宝物はたくさんある。
光物とか、食べ物とか、生き物とか。
これも欲しい。
空に向かって手を広げてあたしは全部受け止められるようにくるくると回った。
ふわふわと雪が降ってくる。
「雪だ〜〜」
喜ぶあたしと。
「雪だな」
とポケットに手を突っ込んで空を見上げる魅録。
「これもあたいが欲しいもの」
手を広げて受け止めれば
「欲張りだよな」
なんて言いやがった。
「そんなことないぞ?あたいだって我慢してることいっぱいある」
雪を受け止めるためにあげていた手を下ろして魅録の側に向かう。
「あ、止んだ」
「風花だったのですわね」
あたしがくるくる回っているのを見ていた野梨子がそう言う。
「冬が来たと思ったんだけどな」
「まぁ、山の方は冬が来てるでしょうね。風花とは山の方で降った雪が風に飛ばされてきたものなんですよ。

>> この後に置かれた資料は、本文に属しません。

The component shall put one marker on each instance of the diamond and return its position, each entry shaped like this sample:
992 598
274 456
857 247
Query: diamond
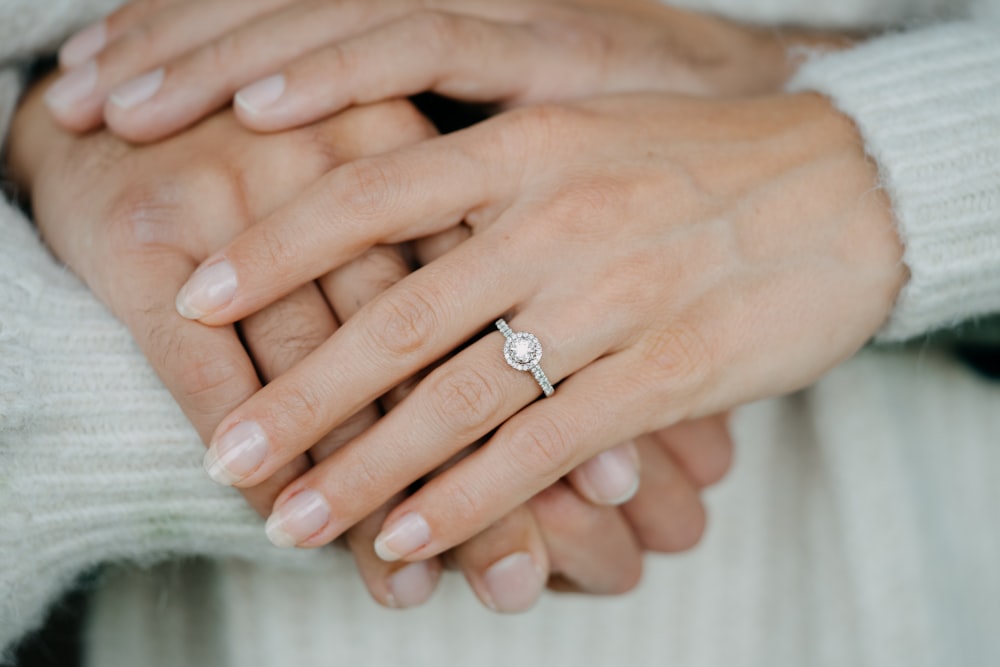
522 351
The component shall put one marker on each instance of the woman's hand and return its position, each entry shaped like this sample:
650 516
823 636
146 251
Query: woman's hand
153 68
675 258
133 222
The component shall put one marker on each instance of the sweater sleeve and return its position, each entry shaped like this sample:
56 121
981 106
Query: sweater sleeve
97 463
927 103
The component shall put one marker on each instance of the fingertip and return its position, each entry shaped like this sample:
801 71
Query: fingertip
83 45
610 478
413 584
253 100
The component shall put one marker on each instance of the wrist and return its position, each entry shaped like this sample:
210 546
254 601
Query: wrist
33 136
728 58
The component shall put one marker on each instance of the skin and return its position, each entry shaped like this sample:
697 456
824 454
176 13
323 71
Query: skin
331 54
133 222
775 259
676 257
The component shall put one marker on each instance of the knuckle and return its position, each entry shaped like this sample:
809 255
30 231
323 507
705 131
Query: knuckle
205 380
437 29
369 188
300 407
465 401
402 321
144 216
680 357
224 54
544 447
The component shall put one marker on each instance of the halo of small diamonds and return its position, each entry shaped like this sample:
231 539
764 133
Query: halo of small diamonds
522 351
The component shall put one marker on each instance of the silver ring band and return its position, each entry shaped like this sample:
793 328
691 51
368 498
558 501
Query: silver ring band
523 352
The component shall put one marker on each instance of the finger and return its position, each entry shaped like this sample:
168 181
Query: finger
455 405
206 78
77 98
207 371
413 192
703 448
430 248
393 585
666 514
591 549
528 453
88 42
507 564
610 478
391 339
409 55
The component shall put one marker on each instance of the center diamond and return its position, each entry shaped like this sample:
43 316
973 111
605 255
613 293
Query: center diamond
522 351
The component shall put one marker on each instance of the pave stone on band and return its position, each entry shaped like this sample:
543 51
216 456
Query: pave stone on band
523 352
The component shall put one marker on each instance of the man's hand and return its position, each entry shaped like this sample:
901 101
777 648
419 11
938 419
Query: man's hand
133 222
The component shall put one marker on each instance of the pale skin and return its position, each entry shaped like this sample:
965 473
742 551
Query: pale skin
133 223
677 257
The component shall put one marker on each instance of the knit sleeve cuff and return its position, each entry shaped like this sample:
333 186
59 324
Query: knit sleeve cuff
927 104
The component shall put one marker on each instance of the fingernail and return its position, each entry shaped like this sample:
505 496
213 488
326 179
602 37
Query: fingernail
613 476
406 535
514 583
297 519
236 453
209 289
72 87
262 93
412 585
83 46
138 90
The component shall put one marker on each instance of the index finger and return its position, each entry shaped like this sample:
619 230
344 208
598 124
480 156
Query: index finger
399 196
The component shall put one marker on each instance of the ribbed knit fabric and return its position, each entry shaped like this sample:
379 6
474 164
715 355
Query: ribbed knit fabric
928 106
858 527
97 463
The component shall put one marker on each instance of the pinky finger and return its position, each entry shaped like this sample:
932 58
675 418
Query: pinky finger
393 585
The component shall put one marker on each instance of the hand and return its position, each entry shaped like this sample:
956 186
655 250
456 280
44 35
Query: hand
193 56
133 222
675 257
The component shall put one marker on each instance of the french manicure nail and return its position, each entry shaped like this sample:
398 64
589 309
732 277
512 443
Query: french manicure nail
209 289
406 535
84 45
411 585
514 582
138 90
613 475
236 453
261 94
297 519
72 87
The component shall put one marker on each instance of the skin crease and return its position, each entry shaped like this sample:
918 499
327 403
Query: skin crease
85 188
776 259
775 234
514 52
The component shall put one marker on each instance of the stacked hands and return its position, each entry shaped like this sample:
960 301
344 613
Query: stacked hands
681 237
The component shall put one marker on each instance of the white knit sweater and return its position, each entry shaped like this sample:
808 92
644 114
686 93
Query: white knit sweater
858 527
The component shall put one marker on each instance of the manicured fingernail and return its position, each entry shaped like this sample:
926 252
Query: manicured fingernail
261 94
403 537
209 289
72 87
514 583
138 90
236 453
297 519
412 585
84 45
613 476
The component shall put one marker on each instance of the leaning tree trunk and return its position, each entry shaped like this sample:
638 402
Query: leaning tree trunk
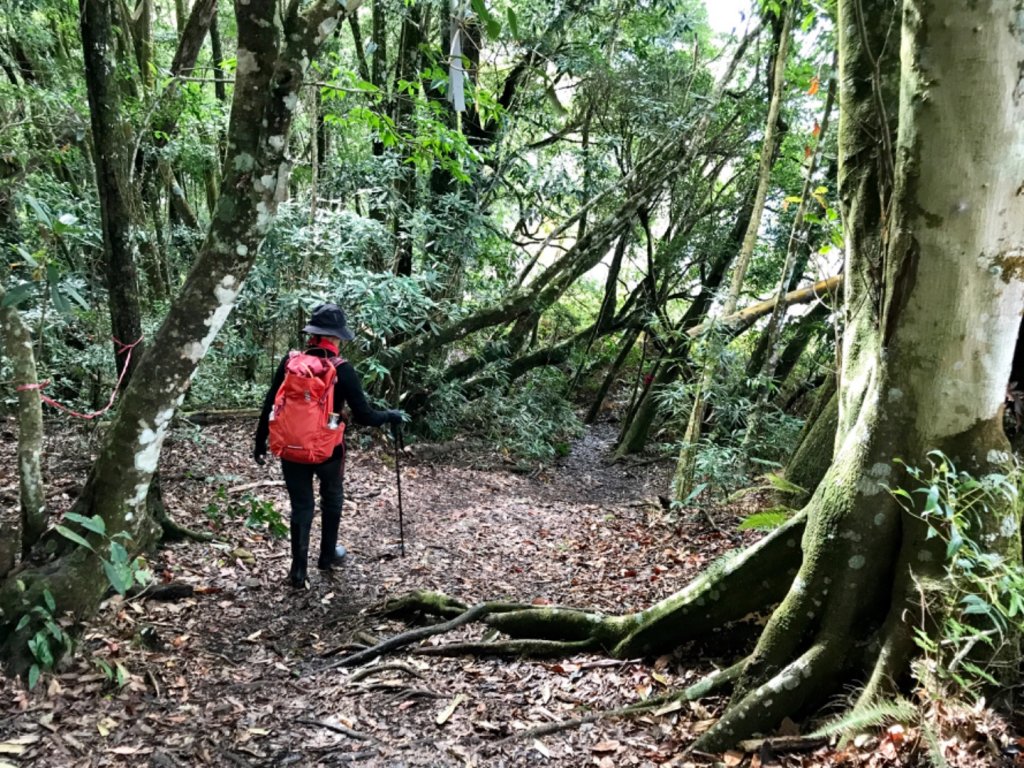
933 300
271 61
17 340
934 291
113 155
683 479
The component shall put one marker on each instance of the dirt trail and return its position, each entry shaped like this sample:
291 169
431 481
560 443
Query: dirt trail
235 675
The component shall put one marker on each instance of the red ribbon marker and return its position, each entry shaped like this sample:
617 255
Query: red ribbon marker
96 414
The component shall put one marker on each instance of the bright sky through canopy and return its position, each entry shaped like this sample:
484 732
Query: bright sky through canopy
723 15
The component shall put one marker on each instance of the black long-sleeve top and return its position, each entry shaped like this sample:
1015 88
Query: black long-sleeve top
347 389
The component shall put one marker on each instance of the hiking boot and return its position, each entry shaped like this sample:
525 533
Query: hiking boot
331 560
297 576
300 553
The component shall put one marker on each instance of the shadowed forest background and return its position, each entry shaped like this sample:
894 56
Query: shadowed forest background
708 333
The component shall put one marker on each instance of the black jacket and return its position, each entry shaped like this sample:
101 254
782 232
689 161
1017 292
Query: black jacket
347 389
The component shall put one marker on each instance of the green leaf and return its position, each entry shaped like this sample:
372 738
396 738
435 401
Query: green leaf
17 294
69 534
75 295
123 675
513 24
94 523
104 667
40 647
42 216
59 302
493 25
767 520
783 485
118 553
29 258
120 577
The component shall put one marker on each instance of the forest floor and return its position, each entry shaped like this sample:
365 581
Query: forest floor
239 673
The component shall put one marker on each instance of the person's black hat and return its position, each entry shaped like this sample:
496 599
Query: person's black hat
328 320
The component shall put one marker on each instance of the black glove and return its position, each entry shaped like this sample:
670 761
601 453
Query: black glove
394 417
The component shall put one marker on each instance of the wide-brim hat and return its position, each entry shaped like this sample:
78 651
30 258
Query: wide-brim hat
329 320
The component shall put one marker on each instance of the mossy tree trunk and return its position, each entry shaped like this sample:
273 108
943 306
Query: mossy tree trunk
272 56
935 219
934 287
17 342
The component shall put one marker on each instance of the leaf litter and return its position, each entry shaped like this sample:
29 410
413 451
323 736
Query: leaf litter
232 673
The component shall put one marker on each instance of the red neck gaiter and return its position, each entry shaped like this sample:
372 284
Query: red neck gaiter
325 344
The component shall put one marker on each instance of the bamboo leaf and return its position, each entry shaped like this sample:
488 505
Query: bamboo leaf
94 523
69 534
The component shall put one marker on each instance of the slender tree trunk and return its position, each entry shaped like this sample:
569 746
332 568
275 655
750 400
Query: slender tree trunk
17 340
271 62
682 482
113 150
933 300
627 343
776 322
408 70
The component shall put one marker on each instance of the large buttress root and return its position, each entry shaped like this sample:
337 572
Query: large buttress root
750 582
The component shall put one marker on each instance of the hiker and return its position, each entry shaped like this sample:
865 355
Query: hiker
327 329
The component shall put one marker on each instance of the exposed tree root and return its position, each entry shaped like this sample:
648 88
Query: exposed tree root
785 693
377 669
407 638
714 683
343 730
530 648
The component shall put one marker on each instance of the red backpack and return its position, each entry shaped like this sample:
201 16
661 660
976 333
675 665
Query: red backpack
304 426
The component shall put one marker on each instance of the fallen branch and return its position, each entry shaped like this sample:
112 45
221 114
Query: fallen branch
413 636
342 729
257 484
711 684
782 744
393 667
745 317
531 648
212 417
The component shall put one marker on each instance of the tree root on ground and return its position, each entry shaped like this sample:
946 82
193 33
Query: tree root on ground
531 648
407 638
714 683
175 531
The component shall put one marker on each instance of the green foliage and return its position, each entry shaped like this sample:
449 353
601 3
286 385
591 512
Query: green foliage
528 419
122 570
768 519
861 719
255 512
979 605
50 640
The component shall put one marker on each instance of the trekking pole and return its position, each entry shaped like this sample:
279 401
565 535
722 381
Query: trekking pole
396 433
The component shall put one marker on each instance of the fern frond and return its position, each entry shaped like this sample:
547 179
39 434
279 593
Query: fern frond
767 520
782 485
935 754
869 716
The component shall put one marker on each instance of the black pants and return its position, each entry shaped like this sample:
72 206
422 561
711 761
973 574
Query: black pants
299 481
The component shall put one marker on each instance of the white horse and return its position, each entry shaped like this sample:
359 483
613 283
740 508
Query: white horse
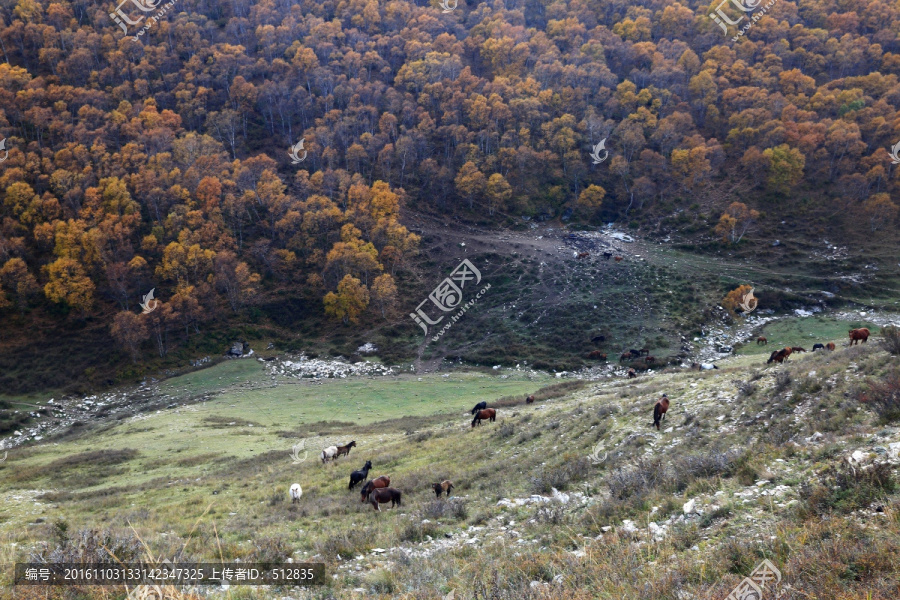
296 492
329 453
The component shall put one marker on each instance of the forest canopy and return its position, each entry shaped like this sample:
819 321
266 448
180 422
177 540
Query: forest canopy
163 160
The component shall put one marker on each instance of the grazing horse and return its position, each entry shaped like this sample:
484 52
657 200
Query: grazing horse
384 495
857 335
360 476
378 482
296 492
329 453
344 450
442 487
704 366
488 413
659 411
777 356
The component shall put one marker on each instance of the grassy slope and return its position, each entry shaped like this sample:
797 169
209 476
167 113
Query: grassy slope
190 474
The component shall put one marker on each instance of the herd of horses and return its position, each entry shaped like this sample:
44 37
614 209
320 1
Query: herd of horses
378 490
779 356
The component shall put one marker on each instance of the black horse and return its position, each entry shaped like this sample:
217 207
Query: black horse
360 476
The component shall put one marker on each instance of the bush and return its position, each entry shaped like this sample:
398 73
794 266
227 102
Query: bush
890 339
455 508
88 546
270 551
559 477
782 382
845 488
883 396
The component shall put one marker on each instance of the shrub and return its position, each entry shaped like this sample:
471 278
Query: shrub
782 382
455 508
270 551
883 396
88 546
746 388
844 488
559 477
890 339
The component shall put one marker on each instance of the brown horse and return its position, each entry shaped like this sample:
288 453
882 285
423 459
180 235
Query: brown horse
857 335
383 496
777 356
488 413
659 411
374 484
442 487
344 449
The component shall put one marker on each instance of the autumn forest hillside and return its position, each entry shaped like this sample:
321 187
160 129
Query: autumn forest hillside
162 159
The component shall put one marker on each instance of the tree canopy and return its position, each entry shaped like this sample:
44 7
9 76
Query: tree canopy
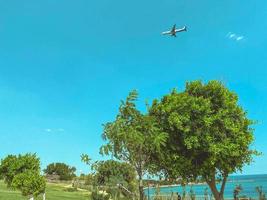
64 171
132 137
22 172
209 134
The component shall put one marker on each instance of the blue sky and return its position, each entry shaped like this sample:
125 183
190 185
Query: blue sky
65 66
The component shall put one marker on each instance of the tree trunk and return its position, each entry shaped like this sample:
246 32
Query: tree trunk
214 190
141 188
212 184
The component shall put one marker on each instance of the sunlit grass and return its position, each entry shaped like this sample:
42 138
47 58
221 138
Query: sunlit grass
53 192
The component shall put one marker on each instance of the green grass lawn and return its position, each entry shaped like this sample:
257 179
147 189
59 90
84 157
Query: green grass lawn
53 192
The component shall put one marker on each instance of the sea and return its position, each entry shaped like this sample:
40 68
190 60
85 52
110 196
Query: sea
247 182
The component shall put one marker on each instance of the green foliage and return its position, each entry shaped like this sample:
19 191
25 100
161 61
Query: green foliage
29 183
22 172
132 137
209 134
262 195
13 165
86 159
64 171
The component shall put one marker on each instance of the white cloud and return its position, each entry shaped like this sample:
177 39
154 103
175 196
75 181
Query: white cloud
234 36
57 130
48 130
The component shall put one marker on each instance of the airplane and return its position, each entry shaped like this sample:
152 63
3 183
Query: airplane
173 31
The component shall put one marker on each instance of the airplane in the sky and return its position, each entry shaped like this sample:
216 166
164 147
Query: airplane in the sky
173 31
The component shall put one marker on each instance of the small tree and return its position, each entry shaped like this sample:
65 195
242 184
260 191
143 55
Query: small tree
64 171
22 172
262 195
237 190
29 183
132 137
209 134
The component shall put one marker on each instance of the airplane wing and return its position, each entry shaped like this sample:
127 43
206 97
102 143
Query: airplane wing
166 33
174 27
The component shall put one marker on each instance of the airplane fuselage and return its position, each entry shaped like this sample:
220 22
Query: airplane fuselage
174 31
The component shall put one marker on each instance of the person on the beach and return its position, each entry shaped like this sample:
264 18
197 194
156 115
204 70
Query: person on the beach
179 196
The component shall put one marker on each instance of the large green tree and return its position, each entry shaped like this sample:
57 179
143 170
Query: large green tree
64 171
209 134
131 137
22 172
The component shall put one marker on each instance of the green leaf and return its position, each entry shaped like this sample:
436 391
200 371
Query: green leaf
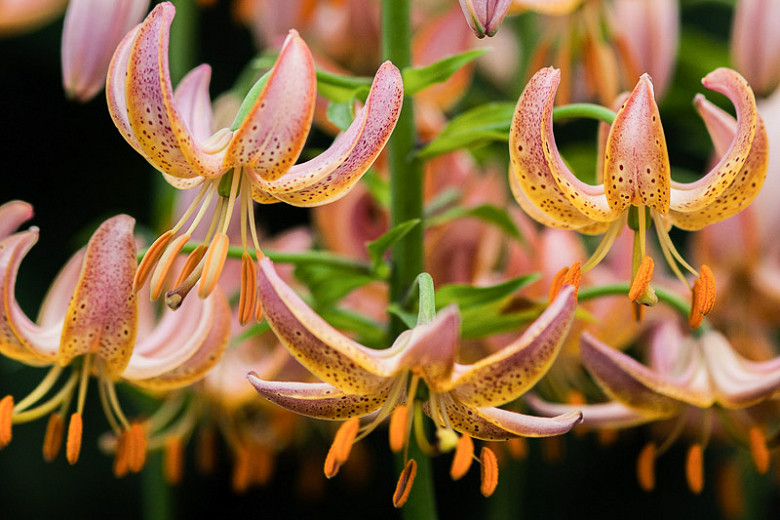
486 212
341 114
467 296
417 79
475 127
379 247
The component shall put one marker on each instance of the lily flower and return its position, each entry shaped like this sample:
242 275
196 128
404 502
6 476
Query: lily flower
92 30
688 379
90 321
635 176
359 381
254 159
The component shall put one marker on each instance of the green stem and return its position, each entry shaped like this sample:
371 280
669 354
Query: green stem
406 203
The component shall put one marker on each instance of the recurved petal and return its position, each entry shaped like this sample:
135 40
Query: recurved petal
510 372
182 353
745 186
326 352
156 121
602 415
319 400
332 174
495 424
627 381
272 136
696 195
636 162
12 215
21 339
538 169
738 382
102 317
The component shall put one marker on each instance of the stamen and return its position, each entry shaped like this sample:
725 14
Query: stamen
150 259
694 468
6 420
489 473
645 467
173 460
404 486
640 291
248 293
399 426
518 447
164 266
136 448
464 455
342 445
213 264
73 445
758 449
52 439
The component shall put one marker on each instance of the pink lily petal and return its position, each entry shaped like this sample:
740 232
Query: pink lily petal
495 424
319 400
332 174
602 415
272 136
103 314
21 339
91 32
538 169
155 119
636 168
210 337
695 195
631 383
12 215
510 372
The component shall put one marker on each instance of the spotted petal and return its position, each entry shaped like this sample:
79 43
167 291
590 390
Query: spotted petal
332 174
320 400
495 424
510 372
102 316
696 195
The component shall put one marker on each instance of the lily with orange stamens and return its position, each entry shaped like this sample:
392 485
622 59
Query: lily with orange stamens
254 158
358 381
689 381
636 179
90 322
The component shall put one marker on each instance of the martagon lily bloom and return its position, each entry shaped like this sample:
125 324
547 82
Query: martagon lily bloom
688 380
91 322
359 381
635 175
254 159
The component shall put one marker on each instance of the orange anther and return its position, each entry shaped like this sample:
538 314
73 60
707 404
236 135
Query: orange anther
694 468
52 439
518 447
640 291
758 449
399 422
404 486
213 264
150 259
136 448
464 455
193 259
6 420
645 467
248 293
489 473
73 445
173 460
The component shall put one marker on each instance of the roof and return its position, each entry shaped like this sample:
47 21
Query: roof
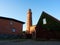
11 19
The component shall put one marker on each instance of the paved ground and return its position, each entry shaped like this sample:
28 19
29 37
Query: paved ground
29 42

小雪がちらつく様を花にたとえたんでしょうね」
「へぇ、風流だね」
「花にたとえるなんてステキよね」
清四郎の説明に美童はへぇと関心した様子で聞いてる。
可憐は可憐で相変わらずのロマンチストっぷりを見せている。
学校からの帰り道。
寄り道しようって事になって、6人で歩いてる。
目立つことこの上ないけど。
結構、こうしてる時間が楽しい。
「で、我慢してる事ってなんだ?」
何が?
唐突に魅録があたしに聞いてくる。
「何がってお前今言ってただろうが」
「そうだっけ?」
「悠理、お前ねえ」
……言える訳がない、この時間がもったいないなんて。
永遠に続くなんて思ってないけど、でもずっと続いて欲しいって思ってる。
「魅録は、欲しくってどうしようもないのに手に入んなくって、それでも欲しいって思うときどうする?」
聞いても無理だって事ぐらい分かってる。
それでも、みんなでいる時間が永遠に続けばいいって思ってる。
野梨子と清四郎が、可憐と美童が笑いあってて。
あたしの隣に魅録がいるっていうの。
そんなことがずっと続けばいいと思ってる。
『今日から、私も貴方たちのトモダチにしてください』
ミセス・エールの言葉をふいに思い出す。
みんなで初めてミセス・エールの屋敷でティー・パーティーしたときの記憶。
懐かしい記憶。
あたしの宝物の一つ。
「あきらめきれないんだったら、あきらめない方が良いんじゃないのか?」
「どうしようもないんだぞ?」
「諦めるのなんてお前らしくないんじゃないか?」
「あたい、全部ほしいんだい」
「全部って……途方もないな」
呆れてるけど、それでいい。
あたしが一番欲しいものは魅録には内緒だもん。
宝物はいっぱいあった方がいい。
「側にあるものは全部宝物だもん。タマにフクに父ちゃんと母ちゃんと兄ちゃんと五代と名厘とそれから魅録と。野梨子と可憐と清四郎と美童。だから側にあるものは全部ほしいんだい」
そう言ったあたしに魅録は笑った。
COLTEMONIKHAは言葉遊びというか空耳遊び?が多かったりして歌詞を見てると面白いです。
1枚目の中にある『そらとぶひかり』は歌詞カードで見ると『so a lot of heat curry』ってかいてあるんですよ。
歌ってみよう。『そーらとぶひかーり』って。